In the Assembly, Republicans hold a majority. Greg LaCost, assistant vice president and regional manager for Property Casualty Insurers Association of America, noted the narrow margin for the bill's passage in the Senate and said, “we are confident that the House will reject the notion of raising rates for the majority of consumers.”
The action in Wisconsin follows a vote this week by the Colorado legislature, which defeated a proposal to ban credit scoring. At present, only four states have some form of ban on the practice–California, Hawai, Massachusetts and Maryland.
Delaware passed a restriction last year on the use of credit scores for renewal business, unless requested by the consumer. Most other states allow credit scoring, with many following a model created by the National Conference of Insurance Legislators.
Both the American Insurance Association and National Association of Mutual Insurance Companies testified against the Senate bill (259) when it was in committee.
“Banning a proven risk-classification tool such as credit will only serve to harm the Wisconsin insurance market, where consumers pay some of the lowest auto and property insurance premiums in the nation,” said John Birkinbine, AIA assistant vice president for the Midwest Region.
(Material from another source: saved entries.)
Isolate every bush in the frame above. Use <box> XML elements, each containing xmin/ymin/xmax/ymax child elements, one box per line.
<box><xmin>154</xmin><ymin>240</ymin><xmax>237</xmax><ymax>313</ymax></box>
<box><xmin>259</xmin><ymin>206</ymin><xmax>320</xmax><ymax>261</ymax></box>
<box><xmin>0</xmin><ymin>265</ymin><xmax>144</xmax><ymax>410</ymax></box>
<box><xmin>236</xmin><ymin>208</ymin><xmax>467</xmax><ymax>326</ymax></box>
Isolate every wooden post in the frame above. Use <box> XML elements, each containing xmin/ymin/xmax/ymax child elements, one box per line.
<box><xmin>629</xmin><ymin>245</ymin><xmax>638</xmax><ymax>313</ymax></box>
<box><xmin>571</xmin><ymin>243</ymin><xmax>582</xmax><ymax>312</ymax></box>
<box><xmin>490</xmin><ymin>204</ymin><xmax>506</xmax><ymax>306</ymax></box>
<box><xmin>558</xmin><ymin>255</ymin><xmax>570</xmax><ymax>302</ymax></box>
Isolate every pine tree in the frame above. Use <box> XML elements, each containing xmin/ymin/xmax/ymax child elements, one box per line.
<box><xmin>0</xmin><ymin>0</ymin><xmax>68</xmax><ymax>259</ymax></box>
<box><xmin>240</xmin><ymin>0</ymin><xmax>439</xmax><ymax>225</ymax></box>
After the vote, Robert Detlefsen, NAMIC's vice president of public policy, in a statement called the bill “a sure path to higher rates, as consumers who handle their finances responsibly would have to subsidize rates for the minority of customers with poor credit.”
“Supporters of this legislation have clearly ignored the multitude of studies showing that credit-based insurance scoring is an objective and actuarially valid tool that enables insurers to better predict the likelihood of future claims and the cost of those claims,” he added.
Mr. Detlefsen said he would continue fighting the legislation and lobby the Assembly vigorously to defeat it.
Mr. Birkinbine of AIA said that “as we testified to both the Senate and Assembly committees, credit information helps insurers more accurately assess and price for an individual's risk, thereby reducing subsidization of bad risks by good ones, making the system fairer for everyone.”
Studies have proven that consumers with better credit scores generally file fewer claims and have lower insurance losses, industry groups say, arguing that credit information is completely objective and “blind” to legally prohibited factors such as race, religion, marital status and nationality.
On top of state and federal consumer protection laws, insurance regulators are required to ensure that consumers are not charged rates that are “excessive, inadequate, or unfairly discriminatory.”
The property-casualty industry in Wisconsin employed more than 18,000, and paid more than $144.8 million in premium taxes in 2005.
Additionally, insurers are a major source of capital for governmental bodies in the state. According to an analysis of A.M. Best data, insurers held $6.9 billion in Wisconsin municipal bonds in 2005–approximately 20 percent of the outstanding state and local government debt in the state.